I hope when someone’s eye meets my art-things, my creations stare back at them—almost all my pieces have faces—in silence. I hope that they perceive the force of the art piece, that they feel its life and power. Usually people approach them cautiously— peoples’ reactions at local Art Markets range from, loving the expressive eyes, to iIt’s weird but I like it” to “it’s whimsical!” I really love the way that children react to them– opening their eyes in awe when they see them! I think, “good they get the message”.
What other artists inspire you and your work?
I am inspired by artists from the past like Van Gogh (not only his paintings but his mind and poetic words), the naiveness or ingenuity of Toulouse Lautrec and the splendid visuals of Magritte. I also admire Frida Kahlo and her unique way to transform her struggles, her powerful compositions and a timeless sense of style. A living artist who inspires me is Felicia Chiao who creates a very special dialogue between her inner alter-ego and mental health. I am also very impressed with the technique and work of Hayv Kahraman and her experience of being a refugee and transforming the fight of her people into art. A ceramicist I really admire is Johnson Tsang and I hope one day I can achieve that level of perfection in my work.
Should lines be drawn between “fine art” and “craft?” How do you define separation/what does it mean for you? Is it restrictive? Do you like the distinction?
South America has a very rich culture in different crafts, but my travels in Asia studying traditional art have left a strong influence in regards to patterns, textiles, techniques and influence of what has traditionally been known as “craft.”
From my travels, I’ve found that if it is handmade and unique, it should be considered art. I remember being crazy about going to Dhordo village in the Rann of Kutch to see the art made with tiny mirrors. They use it not only on mosaics and murals, but in textiles as well, and this wonderful lady corrected me when I was fascinated looking at her fabrics, where she sewed little mirrors and the colors of the threads were unbelievable.

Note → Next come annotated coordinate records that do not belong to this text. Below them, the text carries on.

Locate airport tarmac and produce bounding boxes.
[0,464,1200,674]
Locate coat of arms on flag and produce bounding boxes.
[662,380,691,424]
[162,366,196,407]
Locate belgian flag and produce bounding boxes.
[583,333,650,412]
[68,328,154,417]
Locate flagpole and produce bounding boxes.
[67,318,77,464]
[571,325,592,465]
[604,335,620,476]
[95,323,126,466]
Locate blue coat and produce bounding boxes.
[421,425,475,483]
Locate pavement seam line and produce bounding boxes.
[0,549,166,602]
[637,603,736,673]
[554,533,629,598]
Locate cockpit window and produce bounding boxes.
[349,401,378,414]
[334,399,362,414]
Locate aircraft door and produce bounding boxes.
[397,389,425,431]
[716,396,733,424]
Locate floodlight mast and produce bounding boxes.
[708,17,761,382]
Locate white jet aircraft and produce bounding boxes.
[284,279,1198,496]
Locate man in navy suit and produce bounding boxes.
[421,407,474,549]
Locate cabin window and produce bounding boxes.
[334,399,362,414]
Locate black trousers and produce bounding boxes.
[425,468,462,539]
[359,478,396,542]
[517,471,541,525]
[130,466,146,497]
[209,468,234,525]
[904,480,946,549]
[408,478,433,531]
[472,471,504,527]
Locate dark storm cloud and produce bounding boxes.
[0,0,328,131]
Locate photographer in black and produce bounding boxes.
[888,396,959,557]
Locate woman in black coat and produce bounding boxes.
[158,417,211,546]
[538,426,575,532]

For me it was a perfect composition and design (for sure took a lot of time to be made) and I told my friend “it’s like art,” and the lady in a sweet but serious way told me, “That it is art, I’m an artist.” From that day, I refused to make distinctions between art and handmade crafts.
To me, the only way it is a handicraft and not a more elevated art piece is the means of production. If something is mass produced by machines and sold in crafts markets by people who are not the makers, then it’s no longer art.
My mind has been blown away so many times looking at the textiles from indigenous people of my country. The finest Panama hats are made in Ecuador and can take over 6 months to finish. Being able to see how batik is made or the handmade Kashmiri pashmina shawls with perfect embroidery that could be used both ways of the fabric, has widened my views and elevated what others may see as “craft” to its rightful place as art.
Did you consider pursuing a medium other than ceramics? Or do you pursue other mediums beyond ceramics? If so, how do the two inform each other?
I am a painter too and I’ve studied engraving in Buenos Aires and batik in Java. I combine some of these techniques to express myself as well. I’m very patient with under-glazing my ceramics first and I paint it like if I’m working on canvas.
How can people continue to follow your work and career?
I’ve started to work on paintings again. I will keep doing ceramics but I have postponed the creation of bigger pieces that are just going to be one unique piece and not a part of a series.I hope that by the end of the year I will have some paintings and at least one big sculpture. Right now I’m working on creating my webpage but it is going to take a while, so the best way to find me is through social media, especially on Instagram @kurimayai. Please send me a message if you want to discuss any of my artwork or just want to check in!
You can view Nathalia Toledo Barcia’s work in this year’s Art of the Cup, on view at Ogden Museum of Southern Art September 24 to November 28, 2022.